The IRS and the Tax Court have each recently addressed whether stock cannot be considered preferred stock because it participates in corporate growth to a significant extent. The IRS addressed the issue in a legal memorandum (ILM 201236025), while the Tax Court tackled it in its decision in Gerdau Macsteel Inc. et al. v. Commissioner (139 T.C. 5).

Under Section 351(g)(3)(A), preferred stock generally must be limited and preferred as to dividend, but cannot "participate in corporate growth to any significant extent." Similarly, Treas. Reg. Sec. 1.305-5(a) states that preferred stock "does not participate in corporate growth to any significant extent." This phrase has not been defined, and no measure has been set forth by the internal revenue code or case law to determine a method for measuring such "significant participation."

In ILM 2012-36-025, the IRS Branch 1 chief concluded that voting, convertible preferred stock should be treated as common stock for purposes of testing for a substantially disproportionate redemption of stock under Section 302(b)(2).
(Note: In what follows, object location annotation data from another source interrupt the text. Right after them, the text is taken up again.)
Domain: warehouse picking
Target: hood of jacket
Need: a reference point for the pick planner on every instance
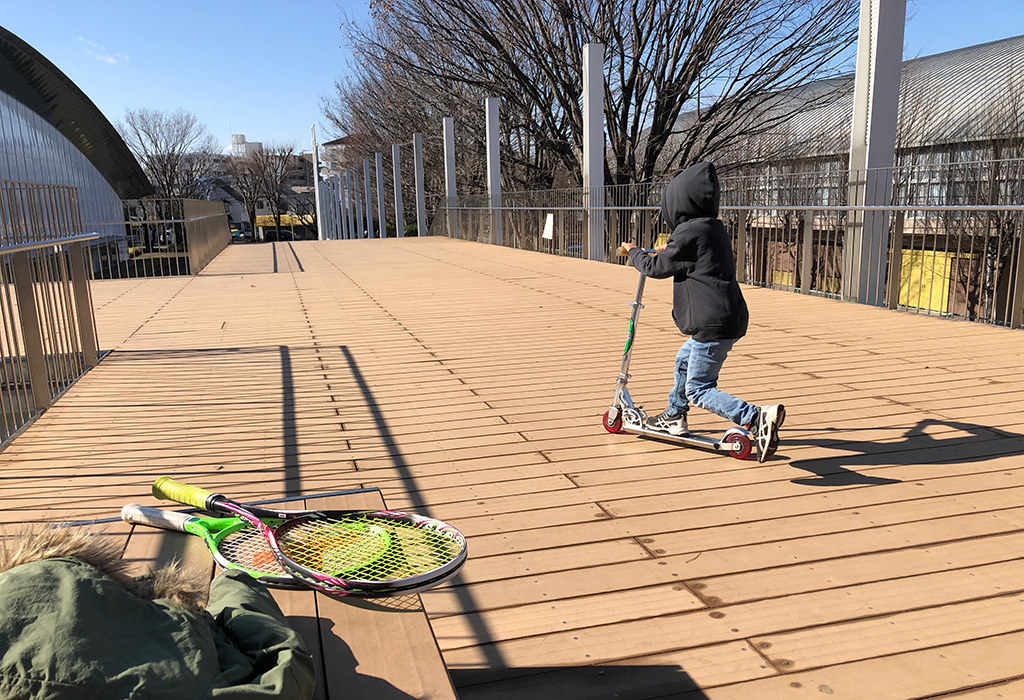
(691, 194)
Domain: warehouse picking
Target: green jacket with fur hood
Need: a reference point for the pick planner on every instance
(71, 630)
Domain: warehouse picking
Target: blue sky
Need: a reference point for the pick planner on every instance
(259, 68)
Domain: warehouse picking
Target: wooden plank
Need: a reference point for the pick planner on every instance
(914, 674)
(647, 676)
(373, 649)
(829, 645)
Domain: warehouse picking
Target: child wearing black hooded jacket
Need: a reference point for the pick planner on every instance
(707, 305)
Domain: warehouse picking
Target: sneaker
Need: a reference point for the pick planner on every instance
(669, 422)
(765, 429)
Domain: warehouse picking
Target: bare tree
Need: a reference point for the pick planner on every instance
(173, 147)
(270, 164)
(686, 78)
(247, 182)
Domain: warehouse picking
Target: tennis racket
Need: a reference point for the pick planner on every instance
(344, 553)
(232, 541)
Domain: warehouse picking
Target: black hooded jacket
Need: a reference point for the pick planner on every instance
(707, 302)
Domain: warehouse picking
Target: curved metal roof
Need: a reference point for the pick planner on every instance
(961, 96)
(28, 77)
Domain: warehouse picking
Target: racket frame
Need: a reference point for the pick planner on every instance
(167, 488)
(212, 531)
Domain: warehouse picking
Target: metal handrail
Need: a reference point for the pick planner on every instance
(36, 245)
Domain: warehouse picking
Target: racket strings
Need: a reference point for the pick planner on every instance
(249, 549)
(360, 548)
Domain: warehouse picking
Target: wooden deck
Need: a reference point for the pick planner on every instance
(877, 556)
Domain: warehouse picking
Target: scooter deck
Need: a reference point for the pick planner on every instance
(690, 440)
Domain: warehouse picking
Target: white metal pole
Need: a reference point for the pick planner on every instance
(343, 201)
(399, 219)
(450, 194)
(872, 146)
(494, 169)
(341, 206)
(421, 197)
(368, 191)
(379, 166)
(593, 148)
(316, 193)
(349, 204)
(360, 227)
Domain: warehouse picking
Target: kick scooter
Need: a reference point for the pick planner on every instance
(626, 417)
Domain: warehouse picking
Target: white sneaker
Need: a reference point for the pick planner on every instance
(765, 430)
(668, 422)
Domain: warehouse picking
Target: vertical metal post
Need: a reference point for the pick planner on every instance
(421, 197)
(360, 228)
(806, 251)
(343, 198)
(353, 230)
(399, 219)
(316, 192)
(83, 305)
(741, 246)
(379, 167)
(32, 335)
(368, 192)
(593, 149)
(342, 222)
(896, 262)
(872, 145)
(450, 194)
(492, 105)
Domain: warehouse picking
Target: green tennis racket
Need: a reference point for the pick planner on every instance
(344, 553)
(232, 541)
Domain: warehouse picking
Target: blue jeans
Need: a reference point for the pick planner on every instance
(697, 365)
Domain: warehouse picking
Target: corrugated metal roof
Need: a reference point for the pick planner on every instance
(961, 96)
(28, 77)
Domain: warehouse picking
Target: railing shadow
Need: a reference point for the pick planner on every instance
(918, 445)
(638, 682)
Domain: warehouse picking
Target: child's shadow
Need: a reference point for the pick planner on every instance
(968, 442)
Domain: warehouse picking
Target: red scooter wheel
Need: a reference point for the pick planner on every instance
(612, 426)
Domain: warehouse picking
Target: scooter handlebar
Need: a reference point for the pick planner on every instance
(622, 251)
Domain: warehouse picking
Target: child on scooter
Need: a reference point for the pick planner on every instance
(707, 305)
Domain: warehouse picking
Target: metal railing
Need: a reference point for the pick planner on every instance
(158, 237)
(951, 234)
(47, 330)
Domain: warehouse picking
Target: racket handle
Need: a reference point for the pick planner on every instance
(169, 489)
(168, 520)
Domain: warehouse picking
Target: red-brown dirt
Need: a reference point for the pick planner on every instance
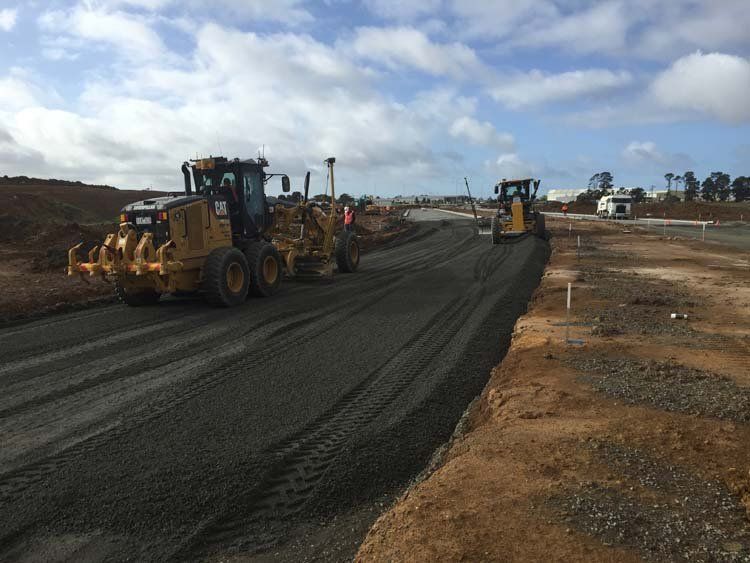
(631, 446)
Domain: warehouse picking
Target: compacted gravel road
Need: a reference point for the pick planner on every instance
(182, 432)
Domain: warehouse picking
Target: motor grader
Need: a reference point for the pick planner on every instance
(515, 217)
(224, 238)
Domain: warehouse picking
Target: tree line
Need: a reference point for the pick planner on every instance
(718, 186)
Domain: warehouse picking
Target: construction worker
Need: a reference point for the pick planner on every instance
(349, 218)
(229, 189)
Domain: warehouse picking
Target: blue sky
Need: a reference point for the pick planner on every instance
(410, 96)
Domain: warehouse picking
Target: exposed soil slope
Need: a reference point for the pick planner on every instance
(632, 446)
(185, 432)
(45, 201)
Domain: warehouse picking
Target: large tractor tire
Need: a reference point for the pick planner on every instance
(265, 266)
(136, 297)
(346, 251)
(497, 237)
(540, 228)
(226, 277)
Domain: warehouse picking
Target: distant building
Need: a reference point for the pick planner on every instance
(661, 195)
(564, 195)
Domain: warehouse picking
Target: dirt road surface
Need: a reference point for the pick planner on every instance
(273, 430)
(630, 444)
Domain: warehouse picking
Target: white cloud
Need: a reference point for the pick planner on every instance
(309, 101)
(598, 28)
(15, 94)
(129, 33)
(398, 47)
(510, 165)
(537, 87)
(624, 28)
(402, 9)
(714, 84)
(647, 153)
(289, 12)
(8, 19)
(481, 133)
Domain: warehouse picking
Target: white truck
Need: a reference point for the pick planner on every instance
(616, 206)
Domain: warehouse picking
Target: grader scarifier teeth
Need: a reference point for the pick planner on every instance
(122, 253)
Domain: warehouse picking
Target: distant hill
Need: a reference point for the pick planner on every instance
(61, 201)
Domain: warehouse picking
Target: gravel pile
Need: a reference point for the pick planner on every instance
(664, 513)
(634, 304)
(668, 386)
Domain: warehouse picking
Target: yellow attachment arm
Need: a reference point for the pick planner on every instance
(73, 260)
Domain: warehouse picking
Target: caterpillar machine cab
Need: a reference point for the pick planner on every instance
(224, 237)
(515, 217)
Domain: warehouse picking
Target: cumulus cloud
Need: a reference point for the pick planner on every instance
(129, 33)
(290, 12)
(402, 9)
(647, 153)
(635, 28)
(482, 134)
(399, 47)
(714, 84)
(8, 19)
(510, 165)
(308, 102)
(537, 87)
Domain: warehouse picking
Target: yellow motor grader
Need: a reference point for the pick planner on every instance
(223, 237)
(514, 216)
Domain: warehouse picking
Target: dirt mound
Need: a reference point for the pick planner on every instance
(691, 210)
(43, 201)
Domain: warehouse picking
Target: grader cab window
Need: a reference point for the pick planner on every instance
(254, 198)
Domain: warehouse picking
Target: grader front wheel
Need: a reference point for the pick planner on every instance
(265, 266)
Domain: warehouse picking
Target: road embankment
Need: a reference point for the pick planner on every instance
(630, 445)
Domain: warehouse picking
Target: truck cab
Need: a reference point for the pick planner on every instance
(614, 206)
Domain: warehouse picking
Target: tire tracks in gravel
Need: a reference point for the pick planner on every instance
(113, 368)
(301, 461)
(226, 365)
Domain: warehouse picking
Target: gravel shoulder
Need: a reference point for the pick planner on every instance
(275, 430)
(630, 446)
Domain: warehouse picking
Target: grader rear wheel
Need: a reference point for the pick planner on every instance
(225, 277)
(136, 297)
(495, 231)
(346, 251)
(265, 266)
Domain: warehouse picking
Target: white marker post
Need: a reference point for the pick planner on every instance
(567, 316)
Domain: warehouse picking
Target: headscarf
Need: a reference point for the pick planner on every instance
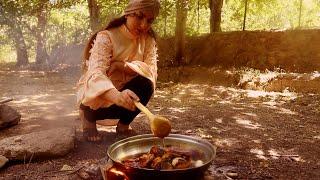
(136, 5)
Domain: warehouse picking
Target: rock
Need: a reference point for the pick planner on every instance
(43, 144)
(8, 116)
(3, 161)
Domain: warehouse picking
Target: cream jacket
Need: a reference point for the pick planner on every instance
(112, 50)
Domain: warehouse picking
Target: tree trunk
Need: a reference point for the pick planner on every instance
(245, 15)
(42, 55)
(215, 15)
(181, 21)
(21, 47)
(165, 19)
(300, 10)
(94, 14)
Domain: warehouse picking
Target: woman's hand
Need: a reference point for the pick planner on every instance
(124, 98)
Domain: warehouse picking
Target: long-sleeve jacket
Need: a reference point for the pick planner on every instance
(111, 51)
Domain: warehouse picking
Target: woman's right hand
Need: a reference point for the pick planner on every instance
(124, 98)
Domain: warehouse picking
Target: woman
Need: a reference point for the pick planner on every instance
(120, 68)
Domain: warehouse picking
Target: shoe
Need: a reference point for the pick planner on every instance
(90, 132)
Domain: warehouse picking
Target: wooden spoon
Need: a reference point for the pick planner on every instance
(160, 126)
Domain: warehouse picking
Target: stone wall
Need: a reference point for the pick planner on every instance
(294, 50)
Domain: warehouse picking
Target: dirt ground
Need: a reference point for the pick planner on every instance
(259, 135)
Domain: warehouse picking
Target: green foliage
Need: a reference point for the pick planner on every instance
(68, 20)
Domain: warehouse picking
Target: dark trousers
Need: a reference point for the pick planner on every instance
(140, 85)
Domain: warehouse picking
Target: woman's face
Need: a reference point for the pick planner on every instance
(140, 22)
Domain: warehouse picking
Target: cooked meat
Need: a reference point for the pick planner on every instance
(145, 160)
(162, 159)
(156, 163)
(157, 151)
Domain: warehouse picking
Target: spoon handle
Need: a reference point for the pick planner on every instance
(142, 108)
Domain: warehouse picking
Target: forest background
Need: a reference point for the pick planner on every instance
(33, 31)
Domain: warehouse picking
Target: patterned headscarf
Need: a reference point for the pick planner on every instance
(136, 5)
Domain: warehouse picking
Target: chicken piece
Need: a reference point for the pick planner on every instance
(181, 163)
(157, 151)
(156, 163)
(145, 160)
(166, 165)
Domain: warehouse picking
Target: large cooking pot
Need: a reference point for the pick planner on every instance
(142, 143)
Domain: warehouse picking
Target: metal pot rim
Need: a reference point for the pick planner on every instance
(176, 136)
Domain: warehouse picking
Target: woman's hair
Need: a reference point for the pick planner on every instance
(112, 24)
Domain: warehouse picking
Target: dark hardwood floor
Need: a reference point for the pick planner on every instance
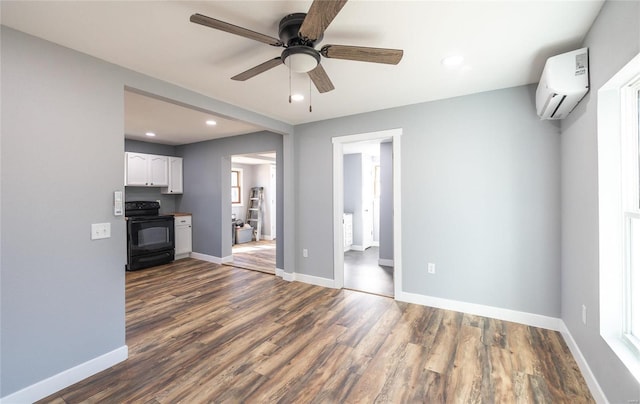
(199, 332)
(362, 272)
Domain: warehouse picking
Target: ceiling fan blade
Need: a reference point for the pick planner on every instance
(234, 29)
(261, 68)
(320, 15)
(321, 79)
(362, 54)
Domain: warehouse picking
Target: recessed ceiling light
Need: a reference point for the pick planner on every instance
(452, 61)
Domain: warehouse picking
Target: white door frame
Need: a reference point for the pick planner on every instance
(338, 203)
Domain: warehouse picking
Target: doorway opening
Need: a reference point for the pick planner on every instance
(253, 207)
(367, 212)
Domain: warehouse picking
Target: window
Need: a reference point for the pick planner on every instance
(236, 186)
(619, 214)
(630, 176)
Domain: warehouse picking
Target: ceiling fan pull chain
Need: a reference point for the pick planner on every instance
(289, 86)
(310, 110)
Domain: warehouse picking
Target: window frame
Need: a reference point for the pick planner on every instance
(617, 120)
(630, 176)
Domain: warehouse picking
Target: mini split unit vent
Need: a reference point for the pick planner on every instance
(564, 81)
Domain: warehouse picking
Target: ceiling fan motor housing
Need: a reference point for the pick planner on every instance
(290, 27)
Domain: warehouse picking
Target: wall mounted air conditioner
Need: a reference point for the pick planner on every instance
(564, 81)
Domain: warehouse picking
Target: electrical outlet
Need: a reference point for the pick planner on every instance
(100, 230)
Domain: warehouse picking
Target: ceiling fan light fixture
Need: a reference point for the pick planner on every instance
(300, 58)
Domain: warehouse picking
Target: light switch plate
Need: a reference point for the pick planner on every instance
(100, 231)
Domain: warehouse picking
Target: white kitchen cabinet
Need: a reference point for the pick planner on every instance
(347, 230)
(175, 176)
(146, 170)
(183, 244)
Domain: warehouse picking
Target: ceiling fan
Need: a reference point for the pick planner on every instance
(297, 34)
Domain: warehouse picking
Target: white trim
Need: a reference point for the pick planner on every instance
(385, 262)
(310, 279)
(314, 280)
(338, 215)
(536, 320)
(338, 203)
(610, 118)
(212, 259)
(590, 379)
(182, 256)
(67, 377)
(530, 319)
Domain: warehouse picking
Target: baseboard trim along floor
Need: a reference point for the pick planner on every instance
(67, 377)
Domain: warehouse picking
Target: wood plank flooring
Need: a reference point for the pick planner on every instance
(255, 255)
(362, 272)
(199, 332)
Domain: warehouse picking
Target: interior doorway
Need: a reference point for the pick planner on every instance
(367, 212)
(253, 207)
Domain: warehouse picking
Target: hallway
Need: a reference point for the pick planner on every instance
(362, 272)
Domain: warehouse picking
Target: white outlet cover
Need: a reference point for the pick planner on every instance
(100, 231)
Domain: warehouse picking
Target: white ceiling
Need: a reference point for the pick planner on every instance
(175, 124)
(504, 43)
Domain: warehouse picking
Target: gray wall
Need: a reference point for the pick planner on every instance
(386, 201)
(62, 295)
(206, 174)
(613, 40)
(353, 192)
(168, 202)
(62, 158)
(480, 198)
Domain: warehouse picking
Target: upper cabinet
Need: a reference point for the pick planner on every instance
(175, 176)
(146, 170)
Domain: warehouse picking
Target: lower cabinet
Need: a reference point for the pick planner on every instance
(183, 236)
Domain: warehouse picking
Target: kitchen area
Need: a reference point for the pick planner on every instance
(177, 161)
(156, 233)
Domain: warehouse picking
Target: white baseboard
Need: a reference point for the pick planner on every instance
(310, 279)
(536, 320)
(211, 258)
(182, 256)
(592, 382)
(385, 262)
(67, 377)
(314, 280)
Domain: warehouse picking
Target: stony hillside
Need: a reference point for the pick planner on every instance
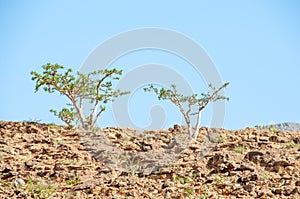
(286, 126)
(49, 161)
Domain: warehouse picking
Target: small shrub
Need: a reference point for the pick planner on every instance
(180, 100)
(239, 149)
(94, 87)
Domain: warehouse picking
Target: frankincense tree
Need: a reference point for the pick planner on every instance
(96, 87)
(193, 100)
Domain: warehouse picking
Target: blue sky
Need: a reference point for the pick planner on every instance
(254, 45)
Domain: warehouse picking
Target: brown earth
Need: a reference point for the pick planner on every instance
(50, 161)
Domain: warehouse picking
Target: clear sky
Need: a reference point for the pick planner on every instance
(254, 44)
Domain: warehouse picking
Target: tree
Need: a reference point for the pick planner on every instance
(96, 87)
(193, 100)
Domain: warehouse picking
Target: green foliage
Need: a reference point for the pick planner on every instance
(40, 189)
(193, 100)
(73, 181)
(95, 87)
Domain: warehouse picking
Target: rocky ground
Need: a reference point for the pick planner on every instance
(50, 161)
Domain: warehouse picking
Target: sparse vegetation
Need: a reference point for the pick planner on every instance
(239, 149)
(221, 140)
(94, 87)
(39, 188)
(73, 181)
(180, 100)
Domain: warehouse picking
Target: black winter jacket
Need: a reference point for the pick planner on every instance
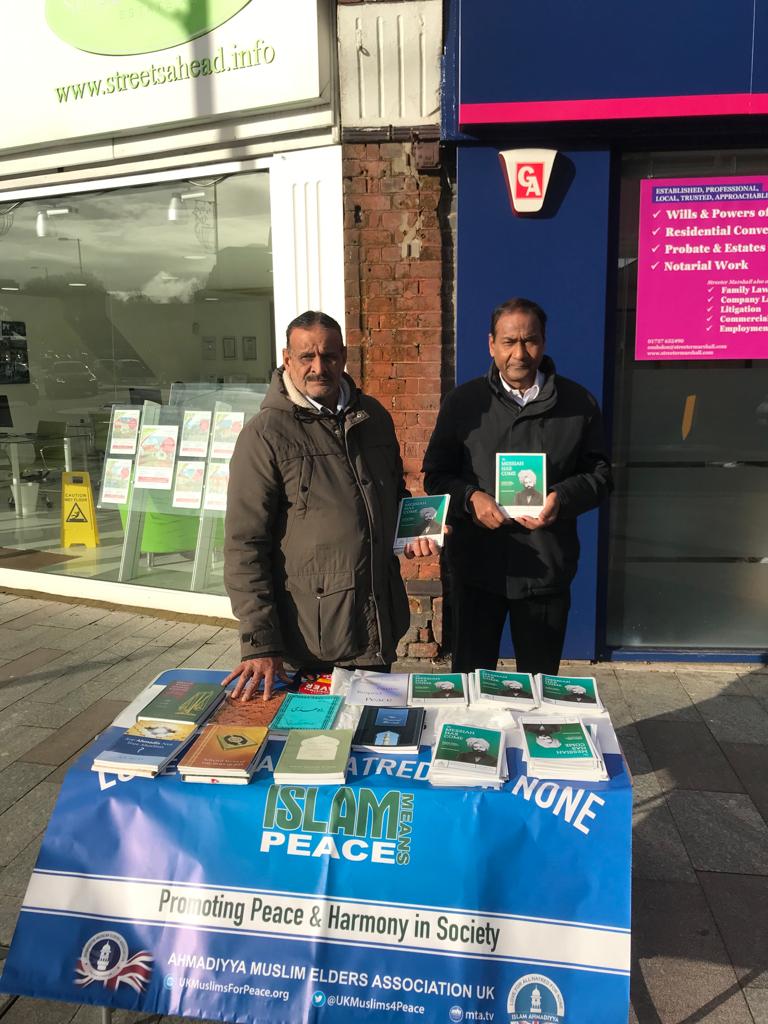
(477, 420)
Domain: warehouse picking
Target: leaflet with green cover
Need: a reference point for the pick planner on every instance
(423, 687)
(421, 517)
(568, 690)
(314, 756)
(304, 711)
(469, 750)
(552, 740)
(183, 700)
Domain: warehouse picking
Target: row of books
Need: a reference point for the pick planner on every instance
(516, 690)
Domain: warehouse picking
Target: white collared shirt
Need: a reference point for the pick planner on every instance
(343, 401)
(522, 397)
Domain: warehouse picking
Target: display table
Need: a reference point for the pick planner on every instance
(287, 904)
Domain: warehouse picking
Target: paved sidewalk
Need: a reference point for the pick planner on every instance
(695, 738)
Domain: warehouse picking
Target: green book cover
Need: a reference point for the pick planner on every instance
(572, 689)
(520, 481)
(505, 684)
(303, 711)
(421, 517)
(436, 686)
(557, 741)
(467, 748)
(315, 752)
(182, 700)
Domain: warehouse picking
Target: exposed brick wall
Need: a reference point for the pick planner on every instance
(398, 321)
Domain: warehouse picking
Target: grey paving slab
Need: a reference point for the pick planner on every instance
(75, 734)
(9, 907)
(702, 685)
(657, 851)
(685, 756)
(657, 697)
(15, 877)
(735, 719)
(722, 832)
(681, 969)
(634, 752)
(26, 1011)
(17, 779)
(15, 742)
(26, 819)
(750, 761)
(739, 905)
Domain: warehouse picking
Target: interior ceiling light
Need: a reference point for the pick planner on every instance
(174, 207)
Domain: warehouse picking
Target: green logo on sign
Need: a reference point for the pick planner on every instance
(123, 27)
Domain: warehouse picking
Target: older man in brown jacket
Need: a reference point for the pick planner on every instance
(314, 485)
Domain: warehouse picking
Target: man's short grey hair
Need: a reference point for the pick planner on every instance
(312, 317)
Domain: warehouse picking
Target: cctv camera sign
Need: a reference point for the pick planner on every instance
(85, 68)
(526, 173)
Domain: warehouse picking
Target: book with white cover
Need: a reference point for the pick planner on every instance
(380, 689)
(571, 694)
(561, 749)
(516, 690)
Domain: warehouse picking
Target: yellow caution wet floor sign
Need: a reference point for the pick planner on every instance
(78, 513)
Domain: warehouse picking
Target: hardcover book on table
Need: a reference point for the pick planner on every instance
(144, 749)
(303, 711)
(224, 750)
(520, 482)
(183, 700)
(419, 517)
(314, 757)
(389, 729)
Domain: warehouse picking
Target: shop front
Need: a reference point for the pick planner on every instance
(170, 198)
(649, 252)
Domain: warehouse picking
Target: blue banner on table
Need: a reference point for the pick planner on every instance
(295, 903)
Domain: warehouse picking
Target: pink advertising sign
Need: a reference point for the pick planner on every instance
(702, 269)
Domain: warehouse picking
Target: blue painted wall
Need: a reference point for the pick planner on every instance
(561, 263)
(580, 49)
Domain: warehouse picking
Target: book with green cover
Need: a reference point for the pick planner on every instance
(314, 757)
(183, 700)
(303, 711)
(421, 517)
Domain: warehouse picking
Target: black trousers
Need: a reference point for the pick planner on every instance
(537, 624)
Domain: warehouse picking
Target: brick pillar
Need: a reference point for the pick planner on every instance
(397, 298)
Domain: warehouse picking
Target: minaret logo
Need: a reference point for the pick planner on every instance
(105, 957)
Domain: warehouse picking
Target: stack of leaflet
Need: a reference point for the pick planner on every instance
(145, 749)
(571, 694)
(432, 689)
(468, 755)
(389, 730)
(516, 690)
(314, 757)
(303, 711)
(562, 750)
(226, 755)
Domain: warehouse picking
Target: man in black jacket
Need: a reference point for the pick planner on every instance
(520, 567)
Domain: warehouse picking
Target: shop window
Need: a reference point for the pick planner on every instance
(157, 299)
(688, 555)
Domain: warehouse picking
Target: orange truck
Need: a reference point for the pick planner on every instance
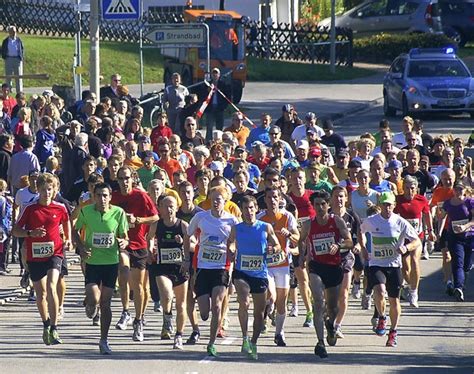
(227, 51)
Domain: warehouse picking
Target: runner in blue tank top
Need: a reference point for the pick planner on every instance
(251, 240)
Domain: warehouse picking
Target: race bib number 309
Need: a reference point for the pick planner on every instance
(42, 249)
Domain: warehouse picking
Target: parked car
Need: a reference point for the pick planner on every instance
(457, 17)
(390, 16)
(428, 80)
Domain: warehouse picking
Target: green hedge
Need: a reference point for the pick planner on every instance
(383, 48)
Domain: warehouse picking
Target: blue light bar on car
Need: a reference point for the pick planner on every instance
(449, 50)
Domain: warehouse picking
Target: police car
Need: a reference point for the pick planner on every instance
(428, 80)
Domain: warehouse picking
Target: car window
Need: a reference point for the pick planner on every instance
(377, 8)
(398, 66)
(440, 68)
(401, 7)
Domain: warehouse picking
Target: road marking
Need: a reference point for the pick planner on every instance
(227, 341)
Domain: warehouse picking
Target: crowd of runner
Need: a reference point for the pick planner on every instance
(282, 210)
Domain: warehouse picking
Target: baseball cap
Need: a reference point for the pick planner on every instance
(387, 197)
(354, 164)
(287, 108)
(460, 161)
(315, 152)
(302, 144)
(394, 164)
(34, 173)
(327, 125)
(342, 153)
(216, 165)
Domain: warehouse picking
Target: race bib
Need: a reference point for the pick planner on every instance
(171, 256)
(300, 222)
(415, 222)
(42, 249)
(276, 259)
(458, 223)
(251, 263)
(213, 255)
(384, 251)
(103, 239)
(322, 246)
Section 302 provides sale/exchange treatment for redemptions of stock that satisfy one of five criteria as provided under section 302(b); redemptions that do not fall within those criteria are treated as Section 301 distributions (and may be treated as dividends). Section 302(b)(2) provides that Section 302 treatment applies to substantially disproportionate redemptions that meet a mechanical test that looks at the reduction in ownership based upon both the voting stock of the corporation (whether preferred or common) and the common stock of the corporation (whether voting or nonvoting common stock).

The IRS Branch 1 chief concluded that the preferred stock should be treated as common stock, its labeling as "preferred" notwithstanding. The ILM notes that the stock was not preferred within the meaning of Sections 305(e)(5), 351(g)(3) or 1504(a)(4). There were not dividend limitations or preference, the stock received both a liquidation preference and then shared in the liquidation proceeds pari passu with the common stock, and the stock was voting stock. The ILM concluded this was tantamount to participating in corporate growth to a significant extent.

The Tax Court concluded differently in Gerdau Macsteel. The taxpayer in the case transferred medical plan benefits liabilities and cash to a subsidiary in a purported Section 351 transaction. The transfer was done to pursue a loss-generation strategy devised by a service provider in response to Rev. Rul. 95-74.

The court ruled that the stock the taxpayer acquired in the transfer was nonqualified preferred stock under Section 351(g)(3)(A) because the stock did not participate in corporation growth for the subsidiary to a significant extent. As a result, the transfer was not subject to nonrecognition treatment under Section 351(a). The court analyzed the terms of the preferred stock and ruled that the holders were not entitled to receive surplus or profits of the subsidiary because dividends were capped at $9.50 per share. In addition, upon redemption of the preferred stock, the shareholders would receive the higher of $125 per share or the amount calculated pursuant to a "formula value." The formula value was equal to 45% of the cumulative cost savings in relation to the management and disposition of the transferred medical plan benefits liabilities. Although the taxpayer argued that this formula value represented significant participation, the Tax Court concluded that the subsidiary's sole source of income was interest, and cost savings did not amount to participation in corporate growth.